Essentially, a bunch of pro-unification people got the king of a kingdom in northern Italy (close to the French border) to support them and with a bunch of fellow idealists they headed south and got rid of the Spanish and French and Austrian etc rulers and united the country under one king. OK technically two: the Pope wasn't happy with the idea of giving up Rome and it took until World War II for a proper settlement to be resolved (for a while the Catholic Church essentially refused to accept Italy as a nation and told Catholics to boycott elections).
Italian as a language has technically existed since the Middle Ages: the Italian dialect of Florence (the language of the poets Dante and Petrarch who had dreamed of unification back then) is the basis of modern-day Italian. To claim that Italian as a language does not exist is rather specious. Italian is a descendant of Latin, like any of the Italian dialects, and thus it has as significant a tie to the land as any other widely-spoken Italian dialect (except perhaps Latin itself, since the Papacy kept it going for a long time so in a way it still hung around, but even then Latin would have existed with other Latin/Italic dialects). Italian is so similar to medieval Tuscan dialects that with a good knowledge of Italian you can (with a bit of work) read works by those old poets. It's more similar to modern Italian than Old English is to English (even Latin is more similar to Italian than Old English and modern English).

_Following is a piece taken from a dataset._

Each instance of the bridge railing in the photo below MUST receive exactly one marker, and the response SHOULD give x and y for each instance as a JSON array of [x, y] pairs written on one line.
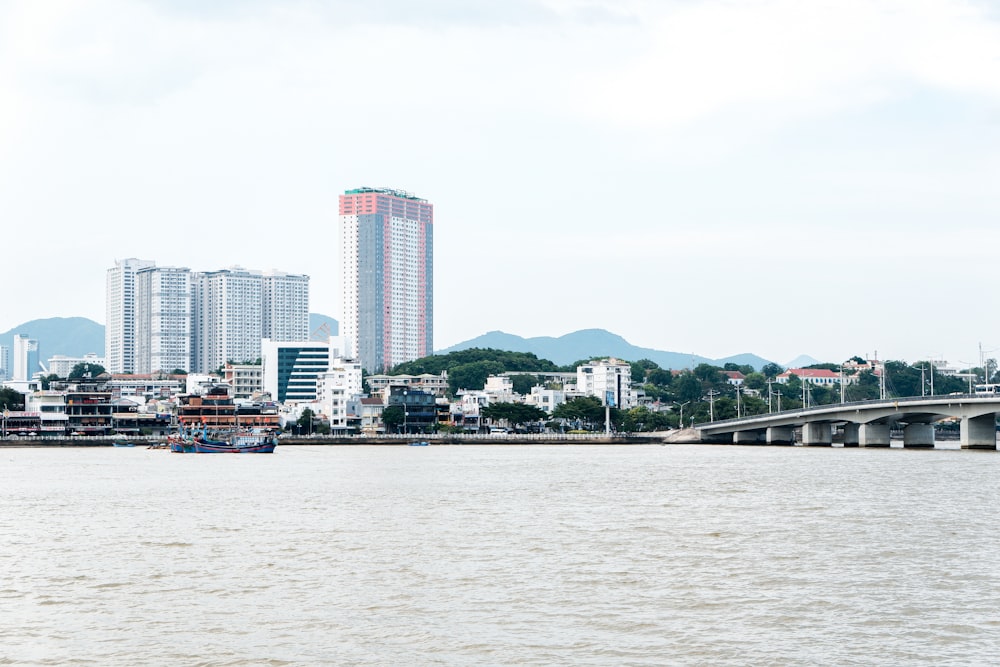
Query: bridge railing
[[839, 406]]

While I enjoy being self-deprecating about Italy's awkward history, it is no less weird than any other country. Germany didn't unite properly until after Italy, although it had been the main part of the Holy Roman Empire not too long before so it had some degree of unity in a way Italy didn't.
But, Italy did have a problem of Italian identity in that it did have to be 'manufactured'. There was a bit of a morale problem in WWI since farmers from the south were fighting in battlefields in the north with no idea why they should care about these 'Italians'. Poor literacy rates also prevented the adoption of Italian as a language for quite a while, so I do concede that dialects of Italian were much more widely spoken than Italian for a long time. So much so that I think my nonni's generation might be the last to have really grown up speaking it from birth and only learning Italian as a second language (i.e. it took that long for it to become commonly used). Mussolini and Fascism helped instil a sense of national identity in the country (as one would expect) and so by WWII Italy was well and truly 'Italy', but even then, Italians still have a strong parochialism and the North and South have often been at odds with each other (there was even a party that advocated for the North to secede from the rest). Also the world wars caused some border-shifting (e.g. Trieste which if you look at it on a map doesn't even look like it's in Italy. There area around there has shifted a lot).
All country borders are arbitrary and ill-defined. All nations are equally made-up and to suggest Italy is any less legitimate is mean. Also I feel like the point of the original post was just to point out that history is weird, so I'm not annoyed about the post. It's just I studied this stuff at Uni and now whenever I get the chance I go into a long-winded spiel about the history of Italy. I wrote this for my own fun.
There isn’t some day in history when Rome started being medieval Italy. In fact, what is an Italy? Why is an Italy? When is an Italy? What am Italy? Does Italy really exist? All questions you end up asking yourself when you stare at history for so long that you go cross-eyed.